Although in the present study both cBMSC and BMMNCS injections produced an equally good regeneration of tendon tissue in terms of the quality of Collagen I/III ratio expression and architecture and COMP, BMMNCS transplantation is a simpler as well as a more time- and cost-effective procedure than cBMSC therapy. The separation of BMMNCs from BM aspirate (BMMNCS) makes it possible to obtain a large number of MSCs in a short period of time (only 2h from BM harvesting) by employing only a one-step technique (Ficoll gradient centrifugation) without the need for cell culture. The BMMNCS-based grafts can then be concentrated in the small injected volume needed to fill the tissue lesion. To transplant the same number of MSCs using native BM aspirate, a much larger volume has to be injected into the tendon, that could create an iatrogenic tendinitis of normal tendon tissue, and other possible complications such as ossification and the delivery of exogenous tissue (i.e., bone spiculae, fat, etc.). Once transplanted into the lesion site, the ability of MSCs included in BMMNCS to immediately clone and differentiate into tendon tissue, forming fibroblasts, helps to avoid the significant time delay in therapy associated with the use of cBMSCs and thus may offer the advantage of a more rapid tissue healing and a sooner return of tendon-injured horses to athletic performance level.

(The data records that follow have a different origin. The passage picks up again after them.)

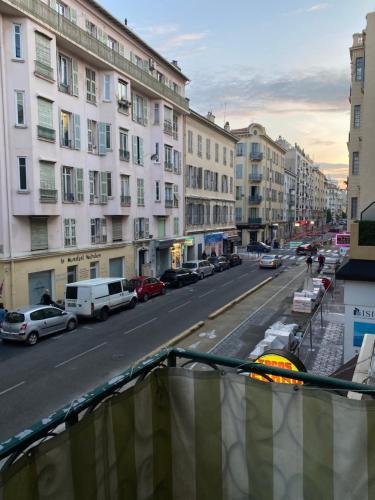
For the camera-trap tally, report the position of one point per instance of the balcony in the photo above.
(124, 155)
(48, 134)
(255, 199)
(256, 156)
(43, 70)
(48, 195)
(255, 177)
(126, 200)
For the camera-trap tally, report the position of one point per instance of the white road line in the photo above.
(179, 307)
(140, 326)
(11, 388)
(227, 283)
(80, 355)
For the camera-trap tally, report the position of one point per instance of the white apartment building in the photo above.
(91, 145)
(209, 187)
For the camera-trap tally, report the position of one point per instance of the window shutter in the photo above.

However, the caveat of having enrolled only a small number of horses in this initial investigation and the potential disadvantage of having studied the effects of MSC transplantation in an experimental model of tendon injury may limit the implications of our findings for clinical practice and calls for a more controlled (ideally blinded) experimental study and a subsequent clinical follow-up study in a larger number of horses.
In conclusion, this study is the first to describe the efficacy of BMMNC injection in an equine model of experimental tendinitis. The use of BMMNCS offers significant advantages in terms of the progress and quality of tendon healing when compared to native BM implantation. Although both cBMSC and BMMNCS injections produced a comparably positive effects on the regeneration of tendon tissue particularly in terms of the collagen I/III ratio and COMP expression, the use of BMMNCS is a simpler and more cost-effective method than the use of cultured BMSCs, and thus its introduction into equine clinical practice may well have a significant impact on tendon injury treatment in the future.
The study was supported by an intramural grant of the Sezione di Chirurgia Veterinaria, Facoltà di Medicina Veterinaria, Università degli Studi di Bari. The “Use of bone marrow mononucleated cells (BMMNCs) for the treatment of tendons and/or ligaments” procedure is covered by an international patent for intellectual property protection (n: pct/it2005/000549; Crovace A., Francioso E., 2005, University of Bari, Italy).